You are making these for immediate use, so you can make them out of green wood. They will be heavy, but if you peel the sticks, they will dry surprisingly fast and lose weight in a few days.

In a real emergency, anything that makes your foot bigger would be a help, even a spruce bough. I have never had occasion to need to make emergency snowshoes.

Another idea for emergency snowshoes. (Image credit 37)

From Margaret’ chapter 12: 

Eventually the two homesteads were set enough to rights that Oliver and the Hannans could resume their normal lives, but the grizzly was never far from their thoughts from then on, nor was that the last they saw of the animal.

However, by the next April, 1996, Oliver’s thoughts were less on marauding wildlife and more on designing a new type of snowshoe.

The snow in this area is of a different quality from over at Ambler, maybe not so much wind or laid down in bigger flakes or something. We never get the real hard solid crusts in spring. Can almost walk on it, but sink in a bit and break thru [sic] often. Thud: something my system don’t take without some strong complaint. So I started making a pair of beavertail snowshoes….In case you’ve never heard of beavertail snowshoes, I haven’t either, but figured there should be some so made them.

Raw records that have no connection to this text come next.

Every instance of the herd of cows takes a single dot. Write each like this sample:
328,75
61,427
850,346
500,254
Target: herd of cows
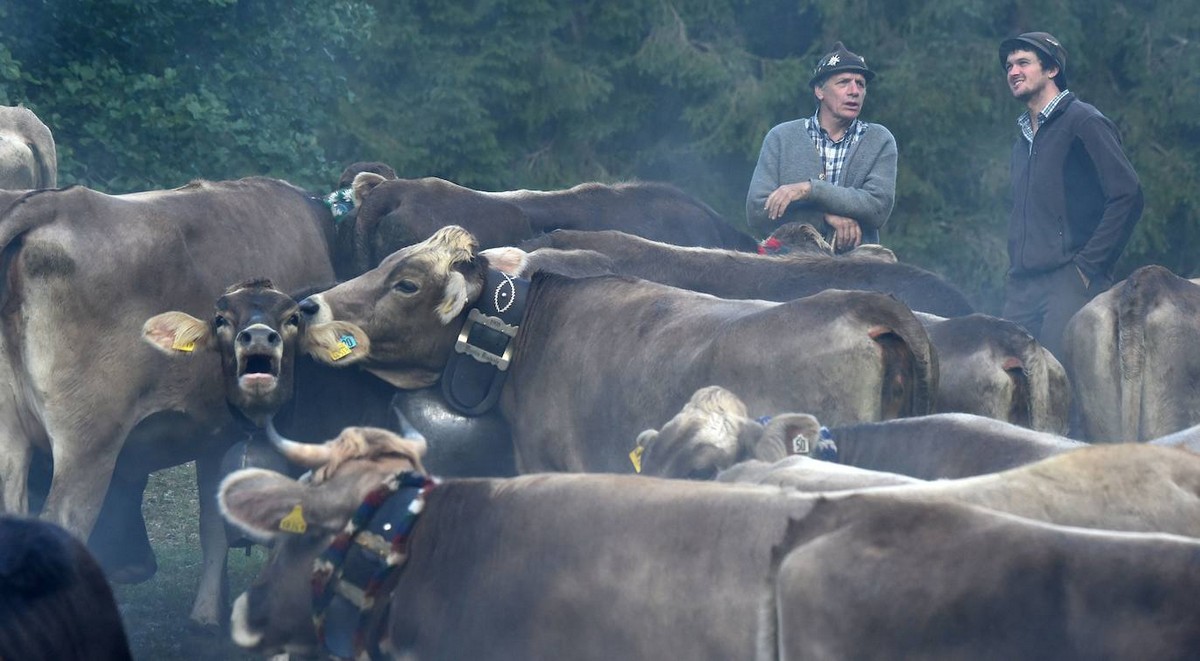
648,440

They are smaller than bearpaws and different shape[with] upturned tail so I can back up.[April 23, 1996]

Oliver’s sketch of beavertail snowshoe

When the weather cooled off and solidified the snow the next day, Oliver tested his new snowshoes and found them acceptable. He thought he would probably get a lot of use out of them that spring, and had modified the harness so he could just slip into them with his rubber boots and save himself from having to twist around to buckle heel straps.